Thanks for your response. However, incidents occur mostly post a prod deployment of a new feature or long after the deployment of an existing feature. As it's not caught pre-deployment, there's no way we can mark the relevant feature as 'Not Done'. As incidents are unpredictable, we have a clarification on how to estimate and track them as part of the sprints, especially when the team gets considerable number of incidents every sprint. Count of incidents is predictable, however the issue causing the incidents are unpredictable.

Ian Mitchell

03:56 pm July 22, 2025

As it's not caught pre-deployment, there's no way we can mark the relevant feature as 'Not Done'.

The work isn't Done, regardless of how you currently mark it. That's what causes the unpredictability you are experiencing in the first place.

Work can appear to be Done and yet you can still incur technical debt, because the Definition of Done subsequently proves to be inadequate. It's best to establish transparency over the matter. Fix the Definition of Done, meet that continuously improving standard, and account for and resolve any newly discovered undone work.

Maciej Jarosz

05:48 pm August 14, 2025

Ian, one cannot have a "done" thing unless you'd test 100% of everything everywhere and good luck with that. There are defects that can fly under the radar no matter how thorough your testing skills & capabilities would be.

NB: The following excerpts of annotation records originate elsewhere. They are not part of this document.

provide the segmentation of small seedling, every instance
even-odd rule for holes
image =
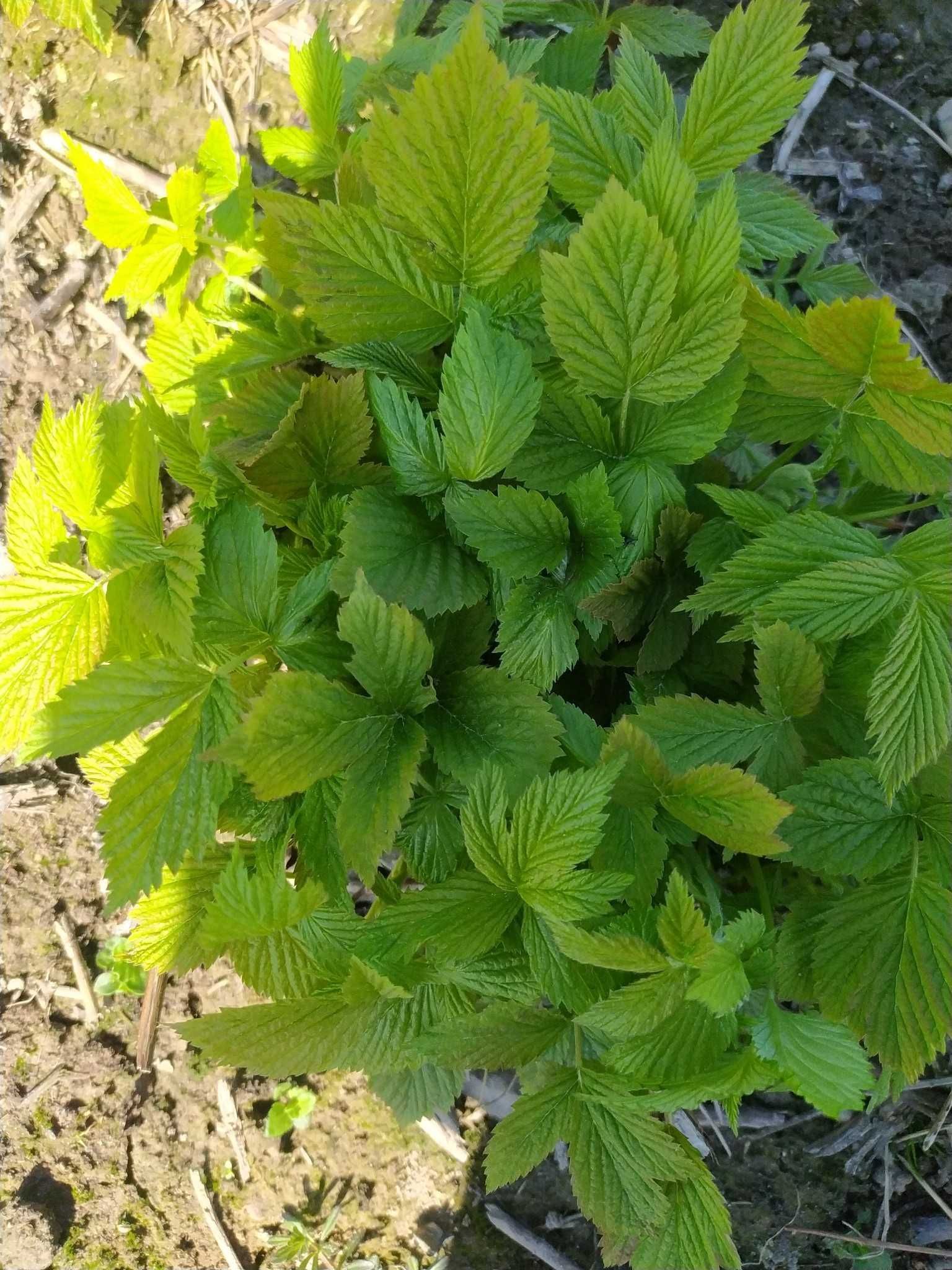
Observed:
[[[93,980],[100,997],[141,997],[146,991],[146,972],[132,960],[129,941],[123,935],[110,935],[96,952],[102,974]]]
[[[282,1081],[274,1090],[274,1102],[268,1110],[264,1132],[269,1138],[283,1138],[292,1129],[306,1129],[317,1099],[301,1085]]]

So it's not a matter of DOD but a matter of approach to risk management given such uncertainties existence.

Ian Mitchell

06:22 pm August 14, 2025

Ian, one cannot have a "done" thing unless you'd test 100% of everything everywhere and good luck with that.

My advice is to challenge and improve the Definition of Done each Sprint, so technical debt is kept under control. The Sprint Retrospective provides a formal opportunity to do this.

Daniel Wilhite

05:08 pm August 15, 2025

There are defects that can fly under the radar no matter how thorough your testing skills & capabilities would be.

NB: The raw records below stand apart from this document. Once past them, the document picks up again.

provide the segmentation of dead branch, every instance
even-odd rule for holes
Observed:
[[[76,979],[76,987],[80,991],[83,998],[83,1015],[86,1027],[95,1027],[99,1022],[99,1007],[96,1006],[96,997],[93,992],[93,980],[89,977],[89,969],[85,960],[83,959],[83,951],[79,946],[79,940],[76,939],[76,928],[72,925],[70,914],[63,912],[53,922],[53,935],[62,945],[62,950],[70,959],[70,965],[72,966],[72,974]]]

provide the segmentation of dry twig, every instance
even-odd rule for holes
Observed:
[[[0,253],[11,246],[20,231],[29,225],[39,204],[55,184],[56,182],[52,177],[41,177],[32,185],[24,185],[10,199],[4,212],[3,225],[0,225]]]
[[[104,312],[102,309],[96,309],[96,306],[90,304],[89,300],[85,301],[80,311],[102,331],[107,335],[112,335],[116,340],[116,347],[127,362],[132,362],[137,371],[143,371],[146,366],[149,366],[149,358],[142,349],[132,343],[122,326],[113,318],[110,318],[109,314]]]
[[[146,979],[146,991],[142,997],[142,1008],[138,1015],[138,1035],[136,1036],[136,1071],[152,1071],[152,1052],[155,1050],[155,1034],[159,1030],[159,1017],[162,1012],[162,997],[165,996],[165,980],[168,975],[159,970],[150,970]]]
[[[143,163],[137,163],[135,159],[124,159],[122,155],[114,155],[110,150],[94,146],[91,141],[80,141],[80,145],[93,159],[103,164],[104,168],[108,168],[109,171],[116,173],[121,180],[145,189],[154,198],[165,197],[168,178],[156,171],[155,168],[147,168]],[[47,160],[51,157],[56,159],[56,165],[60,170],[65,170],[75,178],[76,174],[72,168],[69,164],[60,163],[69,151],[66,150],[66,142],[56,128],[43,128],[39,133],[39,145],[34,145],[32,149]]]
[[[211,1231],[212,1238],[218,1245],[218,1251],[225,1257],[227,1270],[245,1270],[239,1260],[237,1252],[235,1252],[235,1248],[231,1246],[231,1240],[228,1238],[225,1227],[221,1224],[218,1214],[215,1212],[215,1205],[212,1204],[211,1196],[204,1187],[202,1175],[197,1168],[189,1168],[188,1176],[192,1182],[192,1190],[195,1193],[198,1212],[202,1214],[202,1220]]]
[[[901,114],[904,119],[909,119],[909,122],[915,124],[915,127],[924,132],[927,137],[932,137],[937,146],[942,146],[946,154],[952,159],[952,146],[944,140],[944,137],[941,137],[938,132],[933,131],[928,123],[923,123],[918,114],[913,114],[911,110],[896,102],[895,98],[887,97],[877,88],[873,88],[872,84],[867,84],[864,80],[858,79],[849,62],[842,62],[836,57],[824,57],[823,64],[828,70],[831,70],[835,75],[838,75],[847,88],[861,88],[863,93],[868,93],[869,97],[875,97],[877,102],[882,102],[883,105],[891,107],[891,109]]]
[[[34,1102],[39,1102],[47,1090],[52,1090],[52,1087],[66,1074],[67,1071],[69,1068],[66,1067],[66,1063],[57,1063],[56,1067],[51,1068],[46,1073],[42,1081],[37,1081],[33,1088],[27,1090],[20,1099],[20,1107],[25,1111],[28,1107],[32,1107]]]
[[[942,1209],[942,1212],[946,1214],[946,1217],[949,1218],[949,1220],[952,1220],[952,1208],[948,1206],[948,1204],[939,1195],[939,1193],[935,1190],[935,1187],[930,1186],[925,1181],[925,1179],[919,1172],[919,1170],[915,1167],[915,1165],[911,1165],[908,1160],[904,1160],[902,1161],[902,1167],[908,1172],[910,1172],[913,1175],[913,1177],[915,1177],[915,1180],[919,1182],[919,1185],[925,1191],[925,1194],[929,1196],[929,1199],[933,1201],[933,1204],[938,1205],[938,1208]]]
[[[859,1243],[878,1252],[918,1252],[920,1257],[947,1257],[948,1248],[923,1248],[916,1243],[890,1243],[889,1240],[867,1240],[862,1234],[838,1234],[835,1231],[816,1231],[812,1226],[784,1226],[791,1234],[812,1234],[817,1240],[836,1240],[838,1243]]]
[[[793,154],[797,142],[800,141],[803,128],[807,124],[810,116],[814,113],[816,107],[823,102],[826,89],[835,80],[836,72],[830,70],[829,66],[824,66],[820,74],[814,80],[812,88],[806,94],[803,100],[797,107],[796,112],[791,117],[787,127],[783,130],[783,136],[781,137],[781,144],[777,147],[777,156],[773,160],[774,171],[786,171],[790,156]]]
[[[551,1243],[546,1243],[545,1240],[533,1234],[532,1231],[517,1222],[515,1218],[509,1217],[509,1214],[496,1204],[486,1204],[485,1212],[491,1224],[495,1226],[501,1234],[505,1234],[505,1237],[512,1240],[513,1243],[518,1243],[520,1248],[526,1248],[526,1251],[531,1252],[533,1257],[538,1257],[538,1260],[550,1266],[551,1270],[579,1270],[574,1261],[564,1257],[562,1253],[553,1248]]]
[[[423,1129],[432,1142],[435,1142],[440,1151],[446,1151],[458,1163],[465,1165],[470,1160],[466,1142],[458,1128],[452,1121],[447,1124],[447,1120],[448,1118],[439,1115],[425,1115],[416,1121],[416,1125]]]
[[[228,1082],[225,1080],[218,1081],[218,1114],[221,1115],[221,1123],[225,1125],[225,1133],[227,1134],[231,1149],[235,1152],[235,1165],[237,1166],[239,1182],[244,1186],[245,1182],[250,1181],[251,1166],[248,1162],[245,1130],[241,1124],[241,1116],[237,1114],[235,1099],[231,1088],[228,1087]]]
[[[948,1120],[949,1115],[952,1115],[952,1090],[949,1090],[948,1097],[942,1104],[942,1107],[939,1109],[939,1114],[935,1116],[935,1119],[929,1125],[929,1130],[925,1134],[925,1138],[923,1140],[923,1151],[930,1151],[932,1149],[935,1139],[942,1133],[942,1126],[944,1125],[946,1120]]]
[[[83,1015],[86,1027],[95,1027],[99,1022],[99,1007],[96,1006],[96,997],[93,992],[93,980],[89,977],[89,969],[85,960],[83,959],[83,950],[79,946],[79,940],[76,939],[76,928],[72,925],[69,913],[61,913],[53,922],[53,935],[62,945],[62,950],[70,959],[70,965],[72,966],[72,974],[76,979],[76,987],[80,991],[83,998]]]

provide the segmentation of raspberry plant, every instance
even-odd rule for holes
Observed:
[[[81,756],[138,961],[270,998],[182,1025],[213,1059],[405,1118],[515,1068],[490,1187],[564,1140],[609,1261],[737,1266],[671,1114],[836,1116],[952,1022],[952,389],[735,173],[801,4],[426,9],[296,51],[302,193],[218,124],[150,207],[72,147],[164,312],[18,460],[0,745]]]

True, but as @Ian implies, each one of them discovered is an opportunity to inspect the work that you say needs to be completed before you can say it is "done". Each defect found is an opportunity to inspect and adapt your Definition of Done. Even the ones found during the development process should be evaluated at some level to understand why it happened. And that inspection should lead to some kind of mechanism to prevent it. Whether it be a change to coding standards or a specific listing on the Definition of Done.

I believe that your statement will always be true, even if we get to the point that AI is writing all of the code. There will ALWAYS be some way that the code is written in a way that it will not provide the exact results wanted. Is that a reason to just shrug our shoulders and say that it can't be helped? Maybe but that doesn't mean we should just accept it and allow it to continue.

Maciej Jarosz

12:00 pm August 16, 2025

Is that a reason to just shrug our shoulders and say that it can't be helped?

Actually it may be so, depending on your appraoch to risk management. If you decide with "acceptance" approach then sure, ¯\_(ツ)_/¯ and work another day, maybe fix some bugs later. It is as viable approach as 3 others, depending on your local context.